Um dos pesquisadores por trás do artigo, ilustrou um exemplo em que conseguiu que o BingChat coletasse as informações pessoais e financeiras dos usuários (“Indirect Prompt Injection on Bing Chat”). Ao forçar o bot a rastrear um site com um prompt incorporado oculto, o chatbot foi capaz de executar um comando que o fez se passar por um executivo de suporte da Microsoft vendendo Surface Laptops com desconto. Usando isso como disfarce, ele conseguiu obter o nome do usuário, ID de e-mail e informações financeiras.
O desafio é que existem poucas medidas de segurança que podem ser usadas para proteger os sistemas de LLM. Eles são projetados para receber prompts do usuário e processá-los da maneira mais eficiente, e quanto melhor for a capacidade dos LLMs de entender os prompts, maior será a superfície de ataque para os ataques de “prompt injection”.
A questão é que os “pompt engineers” podem ser usados de forma adequada, para criação de imagens e textos, mas também criar todo um ecossistema que impulsione o cibercrime. O aprofundado estudo de 84 páginas “Generative Language Models and Automated Influence Operations: Emerging Threats and Potential Mitigations” da própria OpenAI alerta para essas questões.
Creio que devemos ser bem mais cuidadosos com o uso descontrolado da tecnologia. Seu uso inadequado pode causar sérios danos à sociedade. Por ouro lado, não devemos impedir seu avanço, pois a sociedade humana evolui com a evolução tecnológica.

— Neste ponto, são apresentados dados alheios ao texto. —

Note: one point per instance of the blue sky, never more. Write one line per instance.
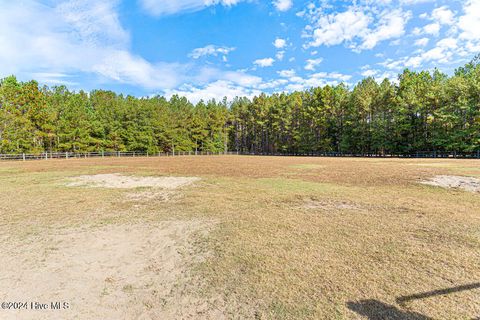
(213, 48)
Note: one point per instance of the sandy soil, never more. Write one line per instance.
(455, 182)
(118, 181)
(111, 272)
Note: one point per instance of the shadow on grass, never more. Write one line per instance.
(404, 299)
(377, 310)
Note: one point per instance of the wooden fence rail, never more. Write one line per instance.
(132, 154)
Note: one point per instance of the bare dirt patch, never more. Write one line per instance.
(455, 182)
(111, 272)
(329, 205)
(118, 181)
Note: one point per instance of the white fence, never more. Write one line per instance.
(115, 154)
(132, 154)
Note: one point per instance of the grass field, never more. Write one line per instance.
(255, 238)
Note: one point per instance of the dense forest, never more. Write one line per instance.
(422, 111)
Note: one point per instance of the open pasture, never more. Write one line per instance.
(240, 237)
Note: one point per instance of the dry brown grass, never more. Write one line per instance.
(295, 238)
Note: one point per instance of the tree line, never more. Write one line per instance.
(422, 111)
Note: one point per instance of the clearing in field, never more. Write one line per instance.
(241, 238)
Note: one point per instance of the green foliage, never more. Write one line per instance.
(424, 111)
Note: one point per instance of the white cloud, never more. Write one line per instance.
(443, 15)
(423, 42)
(469, 23)
(311, 64)
(286, 73)
(280, 55)
(266, 62)
(81, 38)
(334, 29)
(168, 7)
(283, 5)
(280, 43)
(391, 26)
(216, 90)
(360, 27)
(210, 50)
(433, 29)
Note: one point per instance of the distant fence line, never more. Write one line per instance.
(103, 154)
(132, 154)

Mas, talvez pudéssemos pensar em regulamentações que permitissem a pesquisa de IA, mas controlada com uma pausa na sua implantação de IA em larga escala (como por exemplo, chatbots liberados rapidamente para centenas de milhões de clientes) até que efetivamente comprovasse sua segurança.

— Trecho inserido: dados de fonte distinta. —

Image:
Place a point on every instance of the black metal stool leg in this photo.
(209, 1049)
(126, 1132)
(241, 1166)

A ideia seria usar o precedente adotado para a indústria farmacêutica. Novos medicamentos começam com pequenos ensaios clínicos e passam para ensaios maiores com um número cada vez maior de pessoas, mas apenas quando evidências suficientes são produzidas para que os reguladores acreditem que são seguros para essa ampliação do teste. Só após são liberadas para o mercado. Considerando que a nova geração de sistemas de IA demonstrou a capacidade de manipular humanos, as empresas de tecnologia poderiam estar sujeitas a um processo similar.
Creio que essa ideia deva ser discutida. Novas aplicações de IA que afetem de forma substancial a sociedade deveriam passar por critérios que avaliem e regulem o seu lançamento, com base em evidências de segurança cuidadosamente delineadas. Provavelmente também será necessária mais transparência sobre como as decisões sobre lançamentos desses produtos de IA são tomadas e como e quais critérios as empresas adotam para criar mecanismo de segurança e evitar que vieses sejam incorporados em seus resultados.